Autre grande nouveauté : la définition du mariage comme l’union « entre deux personnes », ce qui ouvre la porte au mariage homosexuel et à l’adoption par les couples de même sexe.

Dans une société encore empreinte de machisme et dont le gouvernement a marginalisé les homosexuels dans les années 1960 et 1970 avant de faire amende honorable, le « Oui » a fait l’objet d’une intense campagne de communication dans les médias officiels et sur les réseaux sociaux.

« Le Code des familles représente l’espoir de milliers de personnes marquées par des histoires douloureuses d’exclusion et de silence. Des êtres humains qui ont souffert et souffrent encore des manques de notre législation », a souligné le président Miguel Diaz-Canel sur Twitter.  

« Payer la facture »

À l’inverse, le « Non » n’a fait l’objet d’aucune campagne, des militants et dissidents, s’appuyant sur les réseaux sociaux, ont appelé en ordre dispersé à voter contre ou à s’abstenir.  

La dissidente Martha Beatriz Roque, opposante de longue date au pouvoir cubain, estime que le résultat final « est déjà connu » en faveur du texte, sans « respecter les droits des personnes ».

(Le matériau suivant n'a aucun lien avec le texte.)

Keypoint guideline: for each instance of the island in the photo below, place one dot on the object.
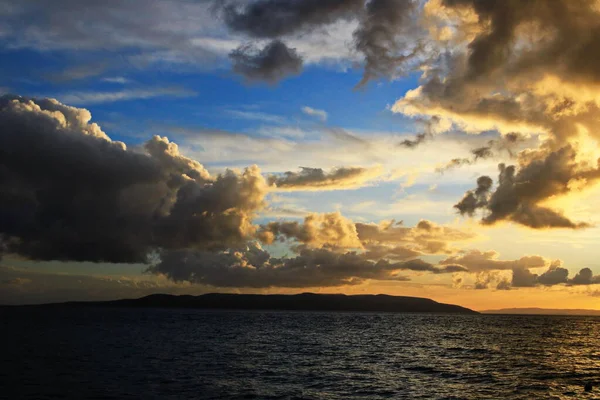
(282, 302)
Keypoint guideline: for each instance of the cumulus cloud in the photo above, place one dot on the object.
(554, 275)
(491, 149)
(426, 237)
(316, 179)
(317, 230)
(253, 267)
(68, 192)
(585, 277)
(275, 18)
(270, 64)
(386, 33)
(478, 261)
(313, 112)
(519, 191)
(388, 38)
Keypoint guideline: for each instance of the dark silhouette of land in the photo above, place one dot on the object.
(542, 311)
(298, 302)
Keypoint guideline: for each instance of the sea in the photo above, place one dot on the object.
(120, 353)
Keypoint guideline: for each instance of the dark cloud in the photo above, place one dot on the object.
(317, 179)
(275, 18)
(554, 275)
(68, 192)
(493, 148)
(585, 277)
(254, 268)
(475, 199)
(270, 64)
(330, 230)
(426, 237)
(387, 39)
(478, 261)
(519, 191)
(411, 144)
(385, 36)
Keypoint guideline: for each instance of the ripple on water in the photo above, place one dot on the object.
(189, 354)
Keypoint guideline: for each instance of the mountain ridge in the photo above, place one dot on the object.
(542, 311)
(282, 302)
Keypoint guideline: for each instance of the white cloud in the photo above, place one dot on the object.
(313, 112)
(82, 98)
(116, 79)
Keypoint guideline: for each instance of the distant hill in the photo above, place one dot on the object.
(542, 311)
(304, 302)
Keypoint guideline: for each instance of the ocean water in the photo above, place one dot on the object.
(101, 353)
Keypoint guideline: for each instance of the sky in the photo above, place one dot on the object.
(436, 148)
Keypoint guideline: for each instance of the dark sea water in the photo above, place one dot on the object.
(182, 354)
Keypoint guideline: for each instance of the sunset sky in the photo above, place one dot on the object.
(437, 148)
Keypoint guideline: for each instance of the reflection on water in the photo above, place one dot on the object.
(130, 353)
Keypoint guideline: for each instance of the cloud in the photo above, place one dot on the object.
(82, 98)
(22, 286)
(116, 79)
(273, 63)
(315, 179)
(313, 112)
(257, 116)
(385, 35)
(317, 230)
(554, 275)
(519, 192)
(478, 261)
(68, 192)
(267, 19)
(254, 268)
(491, 149)
(426, 237)
(388, 38)
(585, 277)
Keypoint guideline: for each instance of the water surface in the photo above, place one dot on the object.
(103, 353)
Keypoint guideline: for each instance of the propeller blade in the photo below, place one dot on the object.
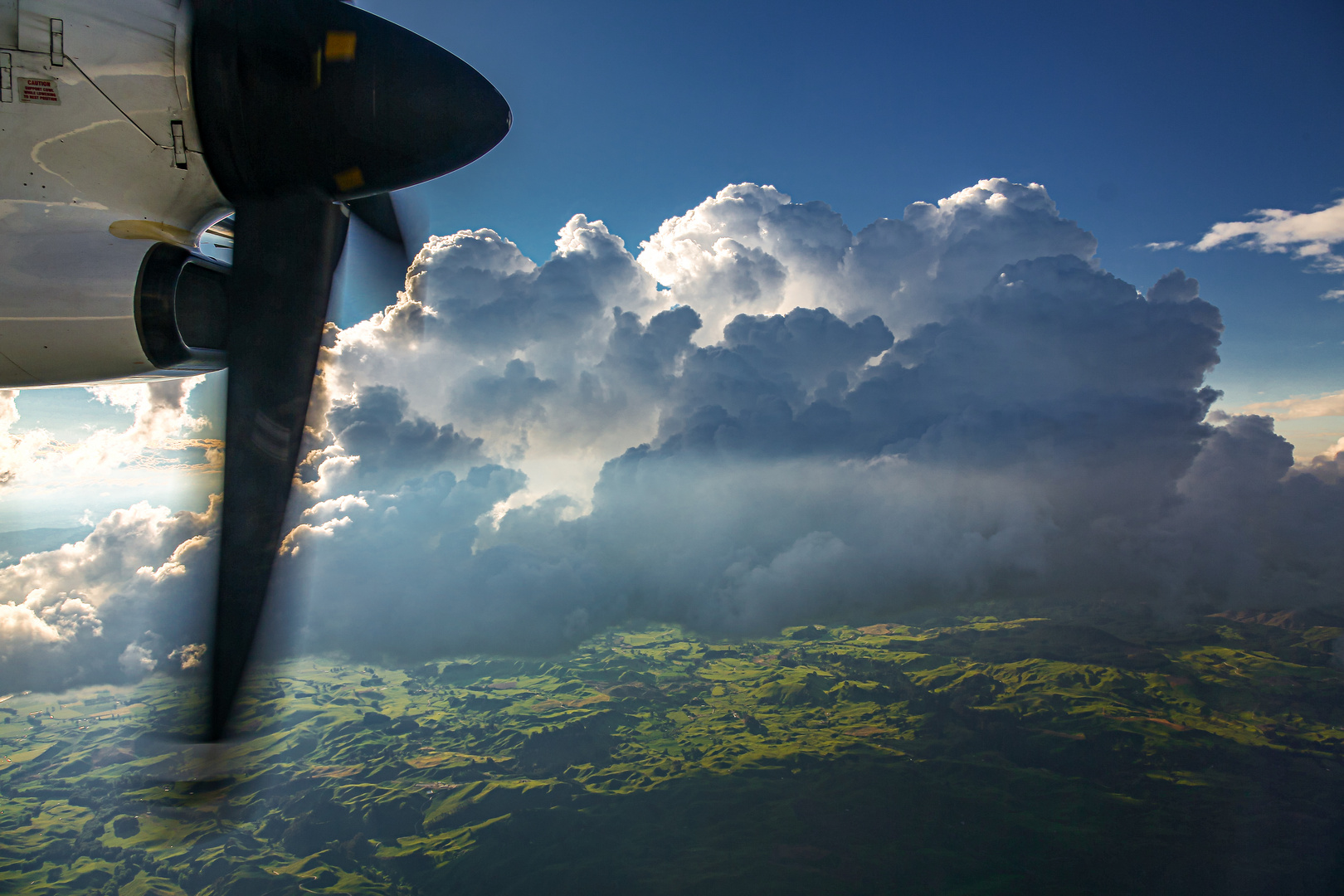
(301, 102)
(285, 251)
(379, 214)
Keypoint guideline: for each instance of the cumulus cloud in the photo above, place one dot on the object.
(160, 418)
(84, 611)
(1307, 236)
(1300, 406)
(761, 419)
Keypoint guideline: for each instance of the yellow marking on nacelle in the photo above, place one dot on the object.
(134, 229)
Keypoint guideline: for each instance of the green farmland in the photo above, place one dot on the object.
(1014, 752)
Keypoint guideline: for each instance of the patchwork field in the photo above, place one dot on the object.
(1010, 752)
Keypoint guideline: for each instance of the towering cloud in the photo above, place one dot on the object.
(763, 418)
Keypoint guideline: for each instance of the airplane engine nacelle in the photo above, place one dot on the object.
(182, 309)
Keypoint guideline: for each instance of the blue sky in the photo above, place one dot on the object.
(505, 462)
(1147, 123)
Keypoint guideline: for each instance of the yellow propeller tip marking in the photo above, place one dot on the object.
(350, 179)
(340, 46)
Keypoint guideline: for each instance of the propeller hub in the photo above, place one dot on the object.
(321, 95)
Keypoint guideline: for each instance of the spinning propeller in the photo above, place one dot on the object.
(303, 106)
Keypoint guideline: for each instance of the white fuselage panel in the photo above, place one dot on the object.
(86, 140)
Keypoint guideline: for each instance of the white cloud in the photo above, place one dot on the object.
(1301, 406)
(806, 423)
(160, 416)
(1307, 236)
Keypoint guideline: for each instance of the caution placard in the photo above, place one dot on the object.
(39, 90)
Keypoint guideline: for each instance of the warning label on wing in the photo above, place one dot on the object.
(39, 90)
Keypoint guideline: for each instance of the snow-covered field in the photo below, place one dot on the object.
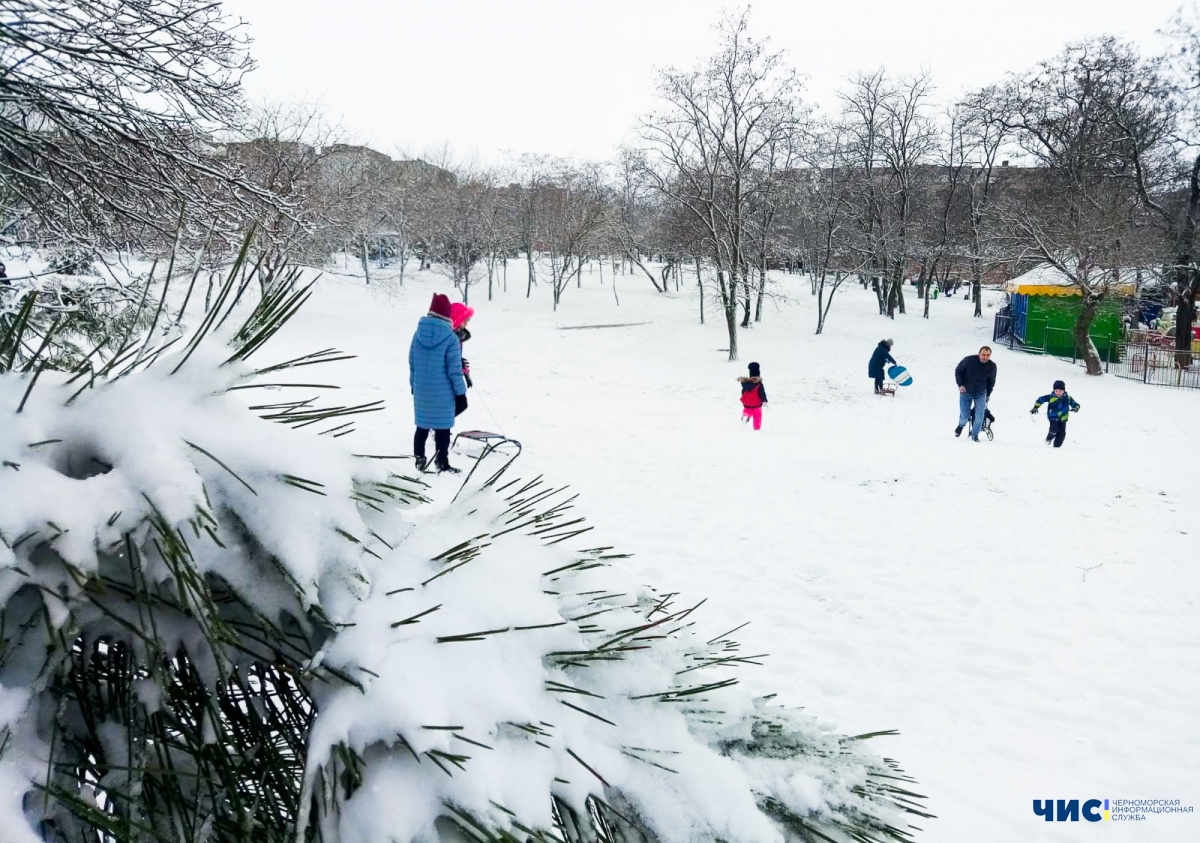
(1026, 617)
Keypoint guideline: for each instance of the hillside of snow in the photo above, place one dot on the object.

Avant son approbation par le Parlement en juillet, le code de la famille — qui définit aussi les violences familiales sexuelles et sexistes et permet aux mineurs de conserver un lien avec leurs grands-parents et proches en cas de divorce de leurs parents — a fait l’objet d’une large consultation populaire pendant plusieurs mois.  

Cette consultation a conduit à la modification de près de 48 % du texte, selon les médias officiels.  

Plus d’un an après les manifestations historiques de juillet 2021 réclamant davantage de liberté, dans un contexte de très grave crise économique et d’émigration massive, une partie des électeurs pourrait toutefois être tentée par l’abstention ou par un vote de protestation.  

Certains vont s’abstenir ou vont voter « Non » pour « faire payer la facture de la crise au gouvernement » car c’est « une occasion unique d’approuver ou de désapprouver sa gestion », estime Arturo Lopez-Levy, politologue cubain à l’université Holy Names, en Californie.  

Selon lui, il est cependant « très improbable » que le « Non » l’emporte dimanche, même s’il n’exclut pas qu’il puisse atteindre de 25 à 30 % des suffrages.  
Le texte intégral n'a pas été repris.